El proyecto sorprende desde su concepción misma por la endogamia del equipo redactor, exclusivamente compuesto por arquitectos, y por la ausencia del imprescindible análisis específico del valor patrimonial del yacimiento respecto a los objetivos y criterios de la intervención. Esta carencia esencial explica las soluciones aberrantes y desfasadas, con recurso a materiales y técnicas manifiestamente inapropiadas y muy alejadas de las aconsejadas en los protocolos internacionales de restauración arqueológica al uso. Por si esto no fuera suficiente, la intervención mutila el relato histórico, borrando fases enteras de la exhibición que se pretende y privilegiando por su monumentalidad unas fases sobre otras. La grosera ignorancia que el proyecto exhibe en cuanto a los pormenores de la historia del sitio arqueológico, que denota por lo demás un nulo acercamiento a la extensa bibliografía a disposición, explica detalles grotescos de la propuesta, que llega, por ejemplo, a interpretar como reconstrucciones contemporáneas lo que son fábricas antiguas correspondientes a reformas constructivas perfectamente explicadas en la literatura arqueológica o a reconstruir con gaviones muros cuya ausencia constituye precisamente la única huella física de la frecuentación medieval. La falta de solidez del documento y sus carencias básicas son tales que han dado lugar a un aluvión de críticas en las que confluyen especialistas en arqueología y restauración, el equipo de investigadores que excavó el yacimiento, asociaciones profesionales del ramo, colectivos dedicados a la defensa del Patrimonio Cultural como la prestigiosa asociación Hispania Nostra y hasta el propio ICOMOS (organismo asociado la UNESCO), que no ha dudado en calificar el proyecto de potencialmente lesivo y de recomendar “la refacción total” del mismo.

Sobrepasados por la unanimidad en el rechazo, la Consejera de Cultura del Principado de Asturias y el Alcalde de Grandas de Salime nos anuncian ahora que el proyecto que se va a ejecutar no será el mismo que en su día se aprobó sin reparos y con felicitación expresa al promotor, sino otro, ignoramos cual, que recogerá profundas modificaciones para introducir lo que consideran sugerencias.

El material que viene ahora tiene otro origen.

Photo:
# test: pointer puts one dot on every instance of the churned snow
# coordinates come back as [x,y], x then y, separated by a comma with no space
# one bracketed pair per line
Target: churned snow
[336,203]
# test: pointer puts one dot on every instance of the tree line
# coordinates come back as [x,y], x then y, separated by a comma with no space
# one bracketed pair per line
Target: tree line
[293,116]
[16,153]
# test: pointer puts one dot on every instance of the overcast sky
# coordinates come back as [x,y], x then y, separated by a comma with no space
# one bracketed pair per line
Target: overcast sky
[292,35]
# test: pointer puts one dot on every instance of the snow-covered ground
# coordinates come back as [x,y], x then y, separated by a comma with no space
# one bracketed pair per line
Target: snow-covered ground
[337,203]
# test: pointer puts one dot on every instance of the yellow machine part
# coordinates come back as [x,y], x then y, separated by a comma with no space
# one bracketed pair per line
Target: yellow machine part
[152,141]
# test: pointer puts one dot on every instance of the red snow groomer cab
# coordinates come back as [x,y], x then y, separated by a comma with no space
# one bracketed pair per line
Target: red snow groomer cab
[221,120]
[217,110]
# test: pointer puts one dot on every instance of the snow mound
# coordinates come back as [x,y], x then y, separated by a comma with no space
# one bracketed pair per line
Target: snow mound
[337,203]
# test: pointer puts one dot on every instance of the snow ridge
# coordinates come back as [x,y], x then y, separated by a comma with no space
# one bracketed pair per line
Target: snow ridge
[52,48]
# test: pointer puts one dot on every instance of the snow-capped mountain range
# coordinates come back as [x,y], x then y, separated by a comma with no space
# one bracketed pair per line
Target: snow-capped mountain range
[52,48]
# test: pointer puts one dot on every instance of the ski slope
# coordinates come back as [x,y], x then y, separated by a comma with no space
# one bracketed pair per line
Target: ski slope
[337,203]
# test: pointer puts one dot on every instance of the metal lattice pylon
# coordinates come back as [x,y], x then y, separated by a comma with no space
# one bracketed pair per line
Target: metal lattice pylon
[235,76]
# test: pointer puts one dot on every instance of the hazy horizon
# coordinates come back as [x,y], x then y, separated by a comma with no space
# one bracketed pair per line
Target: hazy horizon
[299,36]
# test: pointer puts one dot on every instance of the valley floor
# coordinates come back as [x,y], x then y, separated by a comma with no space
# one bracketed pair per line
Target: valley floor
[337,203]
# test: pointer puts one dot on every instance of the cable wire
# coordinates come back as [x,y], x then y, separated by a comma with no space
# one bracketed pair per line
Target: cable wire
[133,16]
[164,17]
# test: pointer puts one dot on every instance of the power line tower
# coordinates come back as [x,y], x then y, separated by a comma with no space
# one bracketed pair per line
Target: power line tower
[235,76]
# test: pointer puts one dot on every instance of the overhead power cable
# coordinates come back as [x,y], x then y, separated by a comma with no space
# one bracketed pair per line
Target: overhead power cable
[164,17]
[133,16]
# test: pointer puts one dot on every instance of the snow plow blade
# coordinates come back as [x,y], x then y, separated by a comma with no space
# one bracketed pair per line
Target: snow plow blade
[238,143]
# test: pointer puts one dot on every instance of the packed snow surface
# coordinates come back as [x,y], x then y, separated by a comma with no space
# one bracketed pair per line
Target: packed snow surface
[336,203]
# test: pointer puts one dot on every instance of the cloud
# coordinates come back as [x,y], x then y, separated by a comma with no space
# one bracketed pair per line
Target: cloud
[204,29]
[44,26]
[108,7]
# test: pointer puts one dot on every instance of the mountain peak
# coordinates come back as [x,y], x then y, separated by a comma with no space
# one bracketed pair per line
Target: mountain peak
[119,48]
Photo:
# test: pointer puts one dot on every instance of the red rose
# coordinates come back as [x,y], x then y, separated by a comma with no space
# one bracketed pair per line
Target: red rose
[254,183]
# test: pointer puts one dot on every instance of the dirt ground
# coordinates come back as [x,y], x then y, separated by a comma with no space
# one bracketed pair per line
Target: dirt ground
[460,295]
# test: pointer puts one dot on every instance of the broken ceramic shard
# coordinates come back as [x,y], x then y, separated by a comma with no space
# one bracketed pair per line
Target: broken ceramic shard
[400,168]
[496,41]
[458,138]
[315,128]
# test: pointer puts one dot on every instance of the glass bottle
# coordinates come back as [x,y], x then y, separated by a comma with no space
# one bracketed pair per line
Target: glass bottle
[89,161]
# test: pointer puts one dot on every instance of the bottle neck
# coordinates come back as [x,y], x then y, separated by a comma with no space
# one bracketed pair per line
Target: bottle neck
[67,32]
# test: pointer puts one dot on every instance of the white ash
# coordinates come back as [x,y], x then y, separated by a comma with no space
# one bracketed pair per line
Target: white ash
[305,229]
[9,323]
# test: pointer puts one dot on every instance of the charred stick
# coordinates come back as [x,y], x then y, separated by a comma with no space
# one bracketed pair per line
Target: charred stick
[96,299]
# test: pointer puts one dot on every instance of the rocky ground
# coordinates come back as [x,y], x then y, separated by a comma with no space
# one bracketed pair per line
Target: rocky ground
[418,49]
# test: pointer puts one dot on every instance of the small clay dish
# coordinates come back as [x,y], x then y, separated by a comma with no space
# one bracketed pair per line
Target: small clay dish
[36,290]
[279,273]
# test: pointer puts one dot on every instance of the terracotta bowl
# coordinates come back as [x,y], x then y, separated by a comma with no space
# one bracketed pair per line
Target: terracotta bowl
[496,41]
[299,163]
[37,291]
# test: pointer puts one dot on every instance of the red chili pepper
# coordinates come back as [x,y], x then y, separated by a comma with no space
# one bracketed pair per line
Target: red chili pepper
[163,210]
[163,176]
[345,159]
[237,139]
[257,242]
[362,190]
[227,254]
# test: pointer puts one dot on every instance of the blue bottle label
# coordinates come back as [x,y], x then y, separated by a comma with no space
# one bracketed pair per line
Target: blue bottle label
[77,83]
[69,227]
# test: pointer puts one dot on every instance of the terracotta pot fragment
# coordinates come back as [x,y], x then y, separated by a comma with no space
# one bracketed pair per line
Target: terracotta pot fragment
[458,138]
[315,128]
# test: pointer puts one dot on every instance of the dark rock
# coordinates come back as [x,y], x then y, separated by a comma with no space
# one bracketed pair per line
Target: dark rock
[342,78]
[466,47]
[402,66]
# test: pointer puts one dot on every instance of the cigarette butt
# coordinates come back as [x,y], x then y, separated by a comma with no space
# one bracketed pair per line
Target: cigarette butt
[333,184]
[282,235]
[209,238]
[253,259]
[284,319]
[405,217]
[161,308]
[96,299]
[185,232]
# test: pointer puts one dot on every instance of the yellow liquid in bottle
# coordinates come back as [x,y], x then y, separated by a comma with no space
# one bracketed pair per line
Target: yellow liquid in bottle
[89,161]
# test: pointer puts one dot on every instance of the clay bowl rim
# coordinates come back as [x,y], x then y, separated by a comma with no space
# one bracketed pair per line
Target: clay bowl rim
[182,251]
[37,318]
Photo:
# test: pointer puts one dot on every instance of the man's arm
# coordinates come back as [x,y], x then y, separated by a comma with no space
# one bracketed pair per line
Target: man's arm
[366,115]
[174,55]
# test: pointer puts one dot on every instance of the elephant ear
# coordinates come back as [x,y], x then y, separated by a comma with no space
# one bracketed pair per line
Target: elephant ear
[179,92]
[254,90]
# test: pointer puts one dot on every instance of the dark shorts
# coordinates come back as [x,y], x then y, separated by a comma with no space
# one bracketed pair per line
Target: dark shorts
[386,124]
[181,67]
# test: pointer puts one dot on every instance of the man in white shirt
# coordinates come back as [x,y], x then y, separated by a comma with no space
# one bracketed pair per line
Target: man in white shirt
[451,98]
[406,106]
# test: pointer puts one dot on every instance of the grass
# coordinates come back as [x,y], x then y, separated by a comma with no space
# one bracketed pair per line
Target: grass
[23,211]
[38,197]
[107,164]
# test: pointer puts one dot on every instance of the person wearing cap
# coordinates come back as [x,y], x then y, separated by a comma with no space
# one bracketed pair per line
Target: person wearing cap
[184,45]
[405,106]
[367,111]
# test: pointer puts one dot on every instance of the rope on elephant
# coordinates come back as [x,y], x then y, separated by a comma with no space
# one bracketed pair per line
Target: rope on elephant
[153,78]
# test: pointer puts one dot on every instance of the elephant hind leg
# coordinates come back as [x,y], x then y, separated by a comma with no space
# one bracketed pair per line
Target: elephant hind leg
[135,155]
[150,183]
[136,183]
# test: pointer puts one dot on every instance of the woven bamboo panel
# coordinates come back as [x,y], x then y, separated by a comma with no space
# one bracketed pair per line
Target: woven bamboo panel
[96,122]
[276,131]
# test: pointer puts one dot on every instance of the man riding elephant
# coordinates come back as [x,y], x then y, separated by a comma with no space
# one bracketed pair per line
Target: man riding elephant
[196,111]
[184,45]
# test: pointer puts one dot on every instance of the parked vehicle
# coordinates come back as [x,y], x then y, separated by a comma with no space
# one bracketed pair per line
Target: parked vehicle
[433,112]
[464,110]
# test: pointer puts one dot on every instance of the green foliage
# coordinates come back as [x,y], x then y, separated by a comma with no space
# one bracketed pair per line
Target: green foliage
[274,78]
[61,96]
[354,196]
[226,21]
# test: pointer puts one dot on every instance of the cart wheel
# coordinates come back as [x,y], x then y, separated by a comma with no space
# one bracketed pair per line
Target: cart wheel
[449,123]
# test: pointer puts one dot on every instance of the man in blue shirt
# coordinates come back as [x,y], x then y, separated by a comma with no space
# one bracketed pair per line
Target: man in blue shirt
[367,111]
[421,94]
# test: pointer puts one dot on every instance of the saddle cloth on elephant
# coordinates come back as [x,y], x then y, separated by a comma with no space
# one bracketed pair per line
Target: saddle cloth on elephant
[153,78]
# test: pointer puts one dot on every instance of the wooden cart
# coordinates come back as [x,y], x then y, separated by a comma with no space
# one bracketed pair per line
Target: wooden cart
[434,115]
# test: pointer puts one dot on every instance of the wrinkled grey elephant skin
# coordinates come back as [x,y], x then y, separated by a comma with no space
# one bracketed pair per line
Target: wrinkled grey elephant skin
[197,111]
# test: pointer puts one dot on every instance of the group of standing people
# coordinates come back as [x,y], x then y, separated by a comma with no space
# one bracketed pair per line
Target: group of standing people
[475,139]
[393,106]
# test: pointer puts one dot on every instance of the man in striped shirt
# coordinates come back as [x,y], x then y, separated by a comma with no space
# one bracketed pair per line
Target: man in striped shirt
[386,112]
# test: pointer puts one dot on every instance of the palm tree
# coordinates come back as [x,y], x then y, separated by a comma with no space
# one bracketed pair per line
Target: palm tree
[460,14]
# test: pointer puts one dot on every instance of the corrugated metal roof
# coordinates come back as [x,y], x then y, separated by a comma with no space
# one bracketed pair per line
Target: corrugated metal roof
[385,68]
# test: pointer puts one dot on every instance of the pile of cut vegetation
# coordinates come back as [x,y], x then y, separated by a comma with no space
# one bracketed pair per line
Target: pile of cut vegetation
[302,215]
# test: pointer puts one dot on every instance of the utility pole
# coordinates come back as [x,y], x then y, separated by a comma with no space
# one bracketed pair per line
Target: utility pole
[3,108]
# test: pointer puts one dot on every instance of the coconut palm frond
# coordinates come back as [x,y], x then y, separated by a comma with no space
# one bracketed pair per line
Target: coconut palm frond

Un parche que obvia que lo que piden los críticos es la retirada del proyecto y la redacción de uno nuevo integrado por un equipo multidisciplinar y acorde a las recomendaciones internacionales. Parece que los asturianos, al menos en cuanto a protección de nuestro patrimonio cultural, nunca podemos aspirar, no ya a lo mejor, sino simplemente a lo correcto.
El Chao Samartín necesita una intervención global de consolidación. Y merece un proyecto a su altura, que no hurte la visión de toda su complejidad, pluridisciplinar, respetuoso con su legado y contemporáneo en sus soluciones. De no imponerse la cordura que se reclama con insistencia desde todos los ámbitos, el castro vivirá un último e irreversible episodio convertido, eso sí, en un magnífico ejemplo de cómo no se debe gestionar un bien del patrimonio cultural. Nos encontramos ante la última oportunidad de poner freno a lo que tarde o temprano se reconocerá como un atentado en toda regla y de consecuencias en buena medida irreversibles.